Feature selection is one of the most important challenges in machine learning and data science. This process is usually performed in the data preprocessing phase, where the data is transformed to a proper format for further operations by machine learning algorithm. Many real-world datasets are highly dimensional with many irrelevant, even redundant features. These kinds of features do not improve classification accuracy and can even shrink down performance of a classifier. The goal of feature selection is to find optimal (or sub-optimal) subset of features that contain relevant information about the dataset from which machine learning algorithms can derive useful conclusions. In this manuscript, a novel version of firefly algorithm (FA) is proposed and adapted for feature selection challenge. Proposed method significantly improves performance of the basic FA, and also outperforms other state-of-the-art metaheuristics for both, benchmark bound-constrained and practical feature selection tasks. Method was first validated on standard unconstrained benchmarks and later it was applied for feature selection by using 21 standard University of California, Irvine (UCL) datasets. Moreover, presented approach was also tested for relatively novel COVID-19 dataset for predicting patients health, and one microcontroller microarray dataset. Results obtained in all practical simulations attest robustness and efficiency of proposed algorithm in terms of convergence, solutions' quality and classification accuracy. More precisely, the proposed approach obtained the best classification accuracy on 13 out of 21 total datasets, significantly outperforming other competitor methods.

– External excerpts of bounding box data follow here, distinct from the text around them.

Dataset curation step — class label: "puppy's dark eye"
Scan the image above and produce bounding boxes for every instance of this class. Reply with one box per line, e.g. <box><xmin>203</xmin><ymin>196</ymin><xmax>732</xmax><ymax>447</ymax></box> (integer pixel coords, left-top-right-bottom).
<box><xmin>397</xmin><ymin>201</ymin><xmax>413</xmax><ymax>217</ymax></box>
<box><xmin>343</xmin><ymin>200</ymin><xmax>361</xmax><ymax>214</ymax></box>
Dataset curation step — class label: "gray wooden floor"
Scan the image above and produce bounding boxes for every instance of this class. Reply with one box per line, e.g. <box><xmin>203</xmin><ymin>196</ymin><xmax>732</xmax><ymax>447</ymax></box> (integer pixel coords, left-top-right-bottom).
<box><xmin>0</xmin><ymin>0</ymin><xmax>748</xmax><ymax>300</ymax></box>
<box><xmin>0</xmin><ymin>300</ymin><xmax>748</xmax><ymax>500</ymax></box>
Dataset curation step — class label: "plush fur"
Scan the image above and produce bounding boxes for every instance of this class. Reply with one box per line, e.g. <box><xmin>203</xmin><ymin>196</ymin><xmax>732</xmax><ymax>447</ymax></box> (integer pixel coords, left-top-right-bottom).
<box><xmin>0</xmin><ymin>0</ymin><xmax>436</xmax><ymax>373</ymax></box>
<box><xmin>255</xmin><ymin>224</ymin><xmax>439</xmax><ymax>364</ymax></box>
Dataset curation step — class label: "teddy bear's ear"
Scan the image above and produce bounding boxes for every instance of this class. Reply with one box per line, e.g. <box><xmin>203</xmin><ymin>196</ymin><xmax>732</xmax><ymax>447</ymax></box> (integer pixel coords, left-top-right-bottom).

特征选择是机器学习和数据科学中最重要的挑战之一。这个过程通常在数据预处理阶段执行,在该阶段,数据被转换为适合机器学习算法进一步操作的格式。许多现实世界的数据集具有高维度,包含许多不相关甚至冗余的特征。这类特征不会提高分类准确率,甚至可能降低分类器的性能。特征选择的目标是找到最优(或次优)的特征子集,这些子集包含有关数据集的相关信息,机器学习算法可以从中得出有用的结论。在本文中,提出了一种新颖的萤火虫算法(FA)版本,并将其应用于特征选择挑战。所提出的方法显著提高了基本萤火虫算法的性能,并且在基准边界约束和实际特征选择任务中均优于其他现有的元启发式算法。该方法首先在标准无约束基准上进行验证,随后通过使用21个加州大学欧文分校(UCI)的标准数据集进行特征选择。此外,还针对相对新颖的用于预测患者健康的COVID-19数据集以及一个微控制器微阵列数据集对所提出的方法进行了测试。在所有实际模拟中获得的结果证明了所提出算法在收敛性、解的质量和分类准确率方面的稳健性和效率。更确切地说,所提出的方法在总共21个数据集中的13个上获得了最佳分类准确率,显著优于其他竞争方法。